Миссис Скарлатти не запретила ему посещать ее, отнюдь. Каждое утро он приходил к ней; дверь ему отворяла дневная сиделка. Он пристраивался в спальне на краешке легкого стула и докладывал о полученных счетах, о санитарной инспекции, о доставке белья из прачечной. Миссис Скарлатти была неизменно вежлива, кивала, когда требовалось, но не произносила почти ни слова. А вскоре закрывала глаза в знак того, что визит окончен. Тогда Эзра уходил, нередко случайно задевая кровать или опрокидывая стул. Он и раньше был неуклюжим, а теперь и подавно. Ему постоянно мешали руки, слишком длинные и большие. Если бы только можно было их куда-нибудь деть! Ему очень хотелось приготовить ей обед — питательные блюда, вкусные и ароматные, — сложный обед, на которой ушел бы целый день: мелко-мелко нарубить что-то, провернуть, сбить в миксере. Поистине кухня была его стихией; так иной человек — на суше калека калекой — в воде становится легким и изящным. Но миссис Скарлатти по-прежнему ничего не ела. Что же он мог для нее сделать?
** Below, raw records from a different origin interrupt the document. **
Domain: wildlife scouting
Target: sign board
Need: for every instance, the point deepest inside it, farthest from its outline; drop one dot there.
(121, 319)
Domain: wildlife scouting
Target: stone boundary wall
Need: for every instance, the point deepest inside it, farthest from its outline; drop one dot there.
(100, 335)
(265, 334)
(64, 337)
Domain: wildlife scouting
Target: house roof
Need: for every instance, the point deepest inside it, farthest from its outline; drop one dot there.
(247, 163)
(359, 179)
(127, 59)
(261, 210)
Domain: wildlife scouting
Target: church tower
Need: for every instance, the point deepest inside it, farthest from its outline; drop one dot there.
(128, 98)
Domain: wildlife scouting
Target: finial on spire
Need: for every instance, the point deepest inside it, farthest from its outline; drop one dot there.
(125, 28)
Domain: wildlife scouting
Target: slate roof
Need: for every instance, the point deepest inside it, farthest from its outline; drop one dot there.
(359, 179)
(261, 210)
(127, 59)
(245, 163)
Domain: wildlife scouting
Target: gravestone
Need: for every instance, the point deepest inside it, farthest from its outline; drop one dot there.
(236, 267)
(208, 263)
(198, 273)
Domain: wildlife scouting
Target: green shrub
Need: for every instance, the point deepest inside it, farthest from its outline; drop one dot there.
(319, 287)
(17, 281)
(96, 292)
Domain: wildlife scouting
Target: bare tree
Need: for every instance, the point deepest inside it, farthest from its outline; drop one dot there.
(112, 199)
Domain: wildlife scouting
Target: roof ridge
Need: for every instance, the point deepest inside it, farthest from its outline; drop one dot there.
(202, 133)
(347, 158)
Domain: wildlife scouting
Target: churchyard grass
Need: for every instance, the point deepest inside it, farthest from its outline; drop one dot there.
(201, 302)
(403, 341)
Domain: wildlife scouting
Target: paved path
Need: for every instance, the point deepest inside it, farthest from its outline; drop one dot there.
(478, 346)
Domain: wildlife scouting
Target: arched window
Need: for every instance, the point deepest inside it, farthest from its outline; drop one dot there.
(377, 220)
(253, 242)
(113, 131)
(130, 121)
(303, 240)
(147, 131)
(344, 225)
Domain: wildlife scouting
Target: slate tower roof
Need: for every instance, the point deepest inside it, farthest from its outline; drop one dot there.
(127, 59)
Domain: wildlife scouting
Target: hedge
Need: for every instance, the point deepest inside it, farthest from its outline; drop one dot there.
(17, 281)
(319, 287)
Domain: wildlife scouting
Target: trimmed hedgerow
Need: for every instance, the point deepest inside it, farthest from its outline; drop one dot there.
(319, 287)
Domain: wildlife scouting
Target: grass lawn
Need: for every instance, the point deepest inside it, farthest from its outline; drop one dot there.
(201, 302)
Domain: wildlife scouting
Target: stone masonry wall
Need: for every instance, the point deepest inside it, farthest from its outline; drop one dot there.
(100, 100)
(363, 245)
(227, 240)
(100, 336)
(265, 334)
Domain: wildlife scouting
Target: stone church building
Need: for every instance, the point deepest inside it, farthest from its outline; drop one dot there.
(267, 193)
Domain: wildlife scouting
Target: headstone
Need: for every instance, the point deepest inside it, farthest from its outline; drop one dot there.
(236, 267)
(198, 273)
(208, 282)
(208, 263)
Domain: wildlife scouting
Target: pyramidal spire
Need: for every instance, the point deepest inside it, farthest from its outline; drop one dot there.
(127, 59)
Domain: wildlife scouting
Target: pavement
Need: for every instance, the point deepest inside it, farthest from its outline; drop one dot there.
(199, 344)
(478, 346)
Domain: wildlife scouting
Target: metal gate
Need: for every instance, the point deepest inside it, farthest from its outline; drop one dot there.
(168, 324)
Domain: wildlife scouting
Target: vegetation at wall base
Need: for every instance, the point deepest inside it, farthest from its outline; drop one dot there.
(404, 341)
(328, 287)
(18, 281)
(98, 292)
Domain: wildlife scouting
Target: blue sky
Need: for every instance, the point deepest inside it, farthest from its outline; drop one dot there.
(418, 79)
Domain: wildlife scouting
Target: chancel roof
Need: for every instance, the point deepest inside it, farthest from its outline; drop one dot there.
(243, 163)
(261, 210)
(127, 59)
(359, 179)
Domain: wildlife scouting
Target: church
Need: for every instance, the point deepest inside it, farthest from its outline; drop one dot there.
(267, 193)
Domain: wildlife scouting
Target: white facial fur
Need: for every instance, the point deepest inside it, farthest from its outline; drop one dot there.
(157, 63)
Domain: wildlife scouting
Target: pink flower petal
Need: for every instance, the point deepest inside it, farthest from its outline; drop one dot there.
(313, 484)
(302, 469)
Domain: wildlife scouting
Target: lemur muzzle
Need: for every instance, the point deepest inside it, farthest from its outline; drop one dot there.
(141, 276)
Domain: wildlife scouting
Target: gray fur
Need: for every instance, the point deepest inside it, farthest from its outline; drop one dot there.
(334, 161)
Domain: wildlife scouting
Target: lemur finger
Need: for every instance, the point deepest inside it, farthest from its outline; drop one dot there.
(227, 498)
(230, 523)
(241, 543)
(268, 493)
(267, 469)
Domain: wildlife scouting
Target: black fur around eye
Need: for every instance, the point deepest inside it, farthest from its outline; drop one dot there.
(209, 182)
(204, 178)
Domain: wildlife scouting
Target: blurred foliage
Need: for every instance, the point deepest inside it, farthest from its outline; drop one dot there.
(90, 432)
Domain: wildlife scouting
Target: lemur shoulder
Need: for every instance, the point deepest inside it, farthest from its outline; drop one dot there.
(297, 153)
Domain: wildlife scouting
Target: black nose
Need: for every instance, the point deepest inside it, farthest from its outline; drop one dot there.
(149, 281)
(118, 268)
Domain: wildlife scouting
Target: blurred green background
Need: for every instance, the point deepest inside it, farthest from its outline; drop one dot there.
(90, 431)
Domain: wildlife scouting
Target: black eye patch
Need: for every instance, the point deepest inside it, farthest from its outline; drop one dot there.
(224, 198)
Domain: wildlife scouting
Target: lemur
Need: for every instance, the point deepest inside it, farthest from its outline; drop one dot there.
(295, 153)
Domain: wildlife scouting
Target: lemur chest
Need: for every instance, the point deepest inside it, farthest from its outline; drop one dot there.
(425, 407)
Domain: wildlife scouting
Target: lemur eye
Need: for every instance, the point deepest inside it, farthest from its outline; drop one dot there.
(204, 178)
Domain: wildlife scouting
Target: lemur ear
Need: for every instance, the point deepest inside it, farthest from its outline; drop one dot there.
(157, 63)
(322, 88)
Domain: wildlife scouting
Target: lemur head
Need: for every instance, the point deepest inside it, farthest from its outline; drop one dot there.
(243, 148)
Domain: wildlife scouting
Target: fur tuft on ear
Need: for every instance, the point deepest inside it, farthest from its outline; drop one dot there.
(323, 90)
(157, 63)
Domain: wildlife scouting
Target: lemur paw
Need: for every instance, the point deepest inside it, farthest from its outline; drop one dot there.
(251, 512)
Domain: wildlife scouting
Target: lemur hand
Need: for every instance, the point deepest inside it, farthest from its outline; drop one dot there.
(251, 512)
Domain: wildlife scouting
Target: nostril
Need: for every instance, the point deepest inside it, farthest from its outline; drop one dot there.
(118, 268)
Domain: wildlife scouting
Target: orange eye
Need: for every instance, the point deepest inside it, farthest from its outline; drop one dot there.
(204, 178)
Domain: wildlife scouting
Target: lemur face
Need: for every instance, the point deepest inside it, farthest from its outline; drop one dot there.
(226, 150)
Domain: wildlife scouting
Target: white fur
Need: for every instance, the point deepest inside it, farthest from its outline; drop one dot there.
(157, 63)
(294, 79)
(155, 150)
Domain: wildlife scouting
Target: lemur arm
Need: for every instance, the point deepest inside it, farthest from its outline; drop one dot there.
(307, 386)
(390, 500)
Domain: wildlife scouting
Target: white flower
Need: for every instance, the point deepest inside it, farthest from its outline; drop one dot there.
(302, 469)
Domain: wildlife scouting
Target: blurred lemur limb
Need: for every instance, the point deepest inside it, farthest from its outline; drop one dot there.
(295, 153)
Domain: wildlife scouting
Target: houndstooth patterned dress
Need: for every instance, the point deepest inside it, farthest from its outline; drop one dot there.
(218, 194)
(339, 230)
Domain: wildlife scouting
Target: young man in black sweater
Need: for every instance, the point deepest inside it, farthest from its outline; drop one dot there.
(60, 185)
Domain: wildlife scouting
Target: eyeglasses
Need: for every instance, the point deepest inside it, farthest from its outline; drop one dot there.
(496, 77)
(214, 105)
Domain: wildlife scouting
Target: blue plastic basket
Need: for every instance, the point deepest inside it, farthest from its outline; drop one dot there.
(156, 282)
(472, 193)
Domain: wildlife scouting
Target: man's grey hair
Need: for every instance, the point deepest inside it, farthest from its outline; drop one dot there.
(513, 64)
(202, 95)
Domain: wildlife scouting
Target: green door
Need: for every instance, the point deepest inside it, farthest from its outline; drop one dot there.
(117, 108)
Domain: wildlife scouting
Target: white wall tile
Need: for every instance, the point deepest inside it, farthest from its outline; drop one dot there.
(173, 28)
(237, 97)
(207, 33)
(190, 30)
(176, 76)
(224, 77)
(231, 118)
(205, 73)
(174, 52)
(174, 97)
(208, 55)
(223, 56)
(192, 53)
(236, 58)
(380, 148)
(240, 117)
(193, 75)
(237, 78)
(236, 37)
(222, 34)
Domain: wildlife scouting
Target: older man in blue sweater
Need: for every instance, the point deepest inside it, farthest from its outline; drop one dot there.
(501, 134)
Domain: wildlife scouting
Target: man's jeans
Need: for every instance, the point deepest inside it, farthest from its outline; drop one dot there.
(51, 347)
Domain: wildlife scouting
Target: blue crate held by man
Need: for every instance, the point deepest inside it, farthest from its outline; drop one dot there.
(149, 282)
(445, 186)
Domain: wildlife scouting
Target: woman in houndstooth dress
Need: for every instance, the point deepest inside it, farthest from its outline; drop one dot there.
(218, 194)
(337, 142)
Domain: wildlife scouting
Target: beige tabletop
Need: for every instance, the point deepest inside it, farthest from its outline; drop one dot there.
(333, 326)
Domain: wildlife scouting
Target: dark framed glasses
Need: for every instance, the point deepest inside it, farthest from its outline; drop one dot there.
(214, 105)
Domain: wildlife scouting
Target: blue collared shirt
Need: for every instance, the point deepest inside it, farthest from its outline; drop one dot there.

Порой Эзре хотелось схватить ее за плечи и крикнуть: «Послушайте!» Но лицо ее было таким замкнутым, что он не решался. Она словно давала понять, что лучше оставить все как есть. И он сдерживал себя.
Навестив миссис Скарлатти, Эзра спускался вниз. Ресторан в эту кору дня был пуст, и каждый звук отдавался в нем гулким эхом. Иногда Эзра заглядывал в холодильную камеру и проверял, какие там хранятся продукты, или вытирал грифельную доску, а потом бесцельно бродил по залу, трогая то одно, то другое. Обои в небольшом коридорчике, ведущем из зала, были слишком аляповаты, и он содрал их со стены. Убрал вычурные золоченые бра, приделанные возле телефона, снял с дверей мужского и женского туалетов старомодные силуэты. Временами он предавался разрушению так рьяно, что до открытия ресторана едва успевал хоть как-то скрыть это от чужих глаз, но служащие ресторана помогали ему, и в конце концов дело худо-бедно улаживалось. К шести часам, когда появлялись первые посетители, еда была готова, столы накрыты и спокойные, улыбающиеся официанты находились на местах. Все шло своим чередом.
Миссис Скарлатти умерла в марте, холодным, промозглым днем. Когда сиделка позвонила Эзре, это известие обрушилось на него как страшный удар. Можно было подумать, что смерть миссис Скарлатти явилась для него неожиданностью. Он сказал: «Не может быть!» — и повесил трубку. Потом снова набрал номер и задал все необходимые вопросы. Спокойно ли она умерла? Во сне или бодрствуя? Сказала ли что-нибудь перед смертью? Сиделка ответила, что перед смертью миссис Скарлатти не сказала ничего, ни слова, и из жизни ушла спокойно.